Varsayılan Tüzel kişilere adli yardım

Adli yardımdan HMK’nda geçtiği üzere kendisi ve ailesinin geçimini önemli ölçüde zor duruma düşürmeksizin, gereken yargılama veya takip giderlerini kısmen veya tamamen ödeme gücünden yoksun olan kimseler(…)haklı oldukları yolunda kanaat uyandıran kişiler faydalanabilirler. (HMK334/1) Bunun yanında ayrıca kamuya yararlı dernek ve vakıflar, iddia ve savunmalarında haklı görüldükleri ve mali açıdan zor duruma düşmeden gerekli giderleri kısmen veya tamamen ödeyemeyecek durumda oldukları takdirde adli yardımdan yararlanabilirler.

Hukuk Muhakemeleri Kanununda bu açıklamalar dikkate alındığında adli yardımdan faydalanabilmek için; 1) Gerçek kişi olmak 2) Veya kamuya yararlı dernek ve vakıf olmak 3) İddia ve savunmalarında haklı olduğuna kanaat uyandırmak şartları mevcut olduğu gözükmektedir.
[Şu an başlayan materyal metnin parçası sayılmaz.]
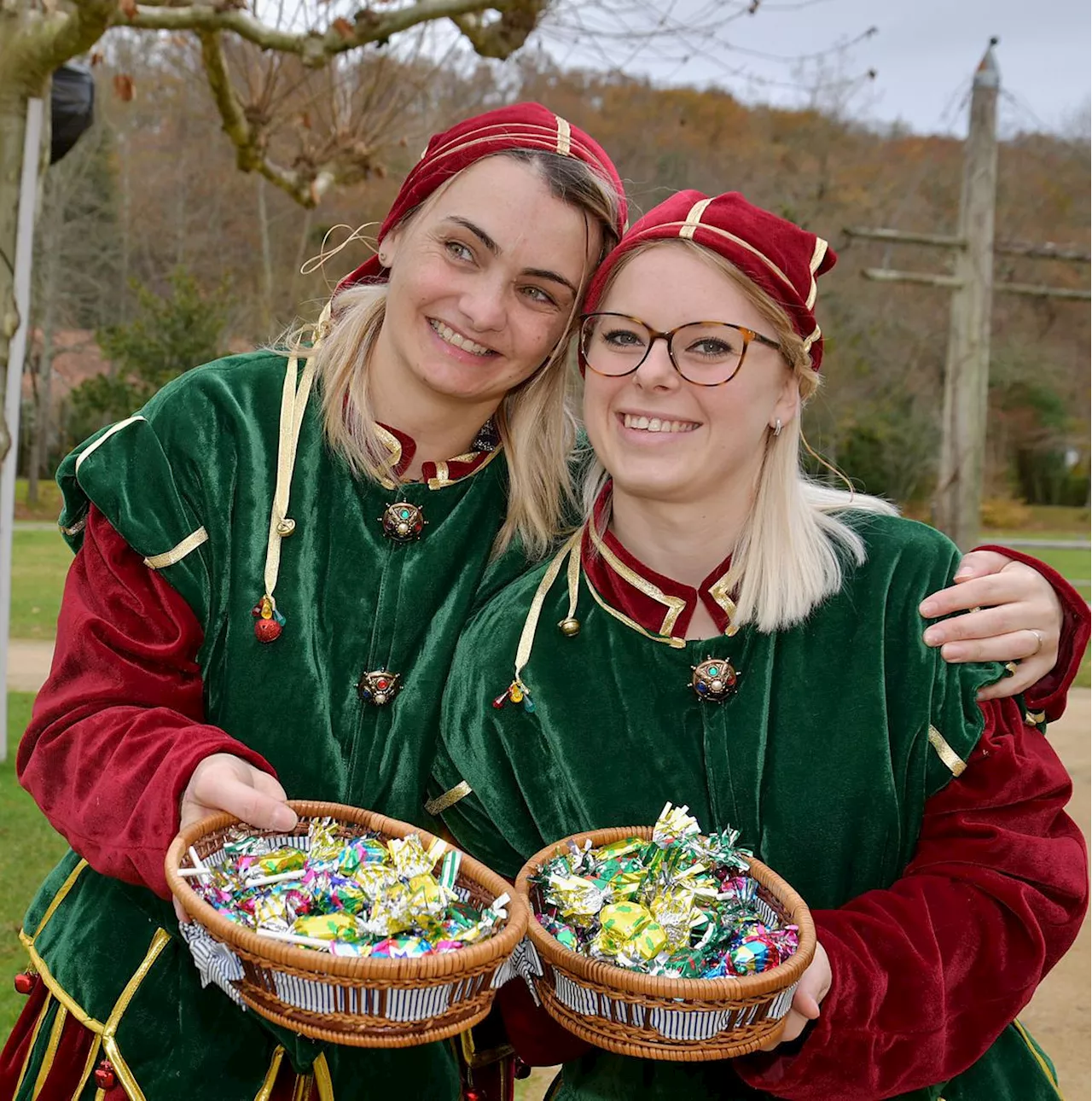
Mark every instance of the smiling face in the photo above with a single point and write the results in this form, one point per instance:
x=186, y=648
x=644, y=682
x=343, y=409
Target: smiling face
x=484, y=283
x=660, y=437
Benim “X Ltd” şirketim bir bankanın haksız işlemine maruz kalıyor icra takipleri sonucunda gayri faal duruma düşüyor. Haklı olduğum hususunda o kadar eminim ki iddia ve savunmalarımda ilk etapta haklı olduğum kanaati çok net bir şekilde görülebiliyor( Bu konu için farazidir ). xxx binlik/milyonluk bir tazminat davası açmaya yöneliyorum ancak mahkemece adli yardımdan gerçek veya kamuya yararlı dernek ve vakıflar yararlanabilir gerekçesiyle faydalandırılmıyorum. Değerlendirme 1: Mahkeme böyle bir karar verse doğru mudur?
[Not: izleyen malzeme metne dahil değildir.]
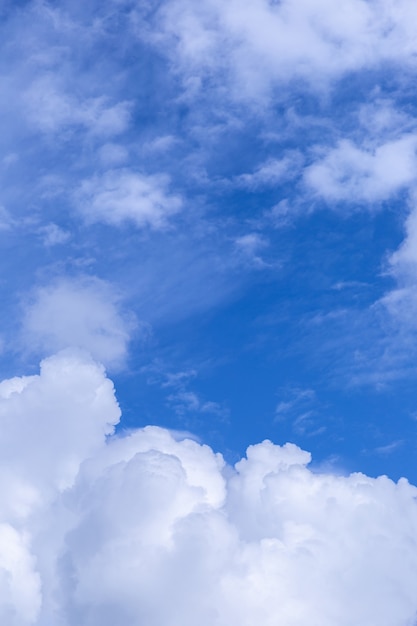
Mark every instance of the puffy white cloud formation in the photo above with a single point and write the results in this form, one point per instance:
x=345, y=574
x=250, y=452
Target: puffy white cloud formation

AİHM’ne göre ise bir tarafın sermaye şirketi olmasından bahisle adli yardım talebinin reddedilmesi evrensel ilkelere aykırı görülüyor. Ayrıca Türkiye, 5242 sayılı kanunla 20.10.2004 tarihinden itibaren Avrupa Sözleşmesinin tarafı olmuştur ve bu sözleşme hükümlerinde adli yardım talebi yönünden ise gerçek ya da tüzel kişi ayrımı mevcut değil. Anayasa'nın 90. Maddesinde Usulüne göre yürürlüğe konulmuş temel hak ve özgürlüklere ilişkin milletlerarası andlaşmalarla kanunların aynı konuda farklı hükümler içermesi nedeniyle çıkabilecek uyuşmazlıklarda milletlerarası andlaşma hükümleri esas alınır denmektedir. Bu durumda yerel kanunlarla çeliştiği ölçüde uluslararası andlaşma hükümlerine uymamız gerekmektedir. Öyleyse HMK 334. Maddesinin Avrupa Sözleşmesiyle çelişen tüzel kişinin adli yardımdan yararlandırılması hususunda uluslararası andlaşma uygulanmalıdır denebilir.
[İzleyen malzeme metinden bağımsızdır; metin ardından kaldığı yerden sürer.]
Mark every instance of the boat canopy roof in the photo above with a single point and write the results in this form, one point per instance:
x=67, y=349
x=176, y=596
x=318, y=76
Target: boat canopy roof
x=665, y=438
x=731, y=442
Bunun yanında Adalete Uluslararası Erişim Hakkında Lahey Sözleşmesi onaylanmıştır. Buna göre Akit Devletlerden birinde görülen bir davada yabancı gerçek ve tüzel kişiler adli yardımdan yararlanabilir. Yani Türkiye’de bir yabancı tüzel kişi adli yardımdan yararlanabilirken HMK gereği Türkiye tabiyetindeki tüzel kişi adli yardımdan yararlanamamakta.

Uluslararası andlaşmalar ve evrensel hukuk göz önünde bulundurulduğunda haksız işlemler sonucu gayri faal duruma düşmüş bir sermaye şirketinin adli yardımdan faydalanabilmesi gerektiği kanısı hasıl olmaktaysa da, mahkemelerimizin bu konuda ürkek davrandığı ve cesur adımlar atmaktan çekindiğini gözlemlemekteyim.

Değerlendirme 2: Siz değerli hukukçularn bu konu hakkındaki görüşleri nelerdir?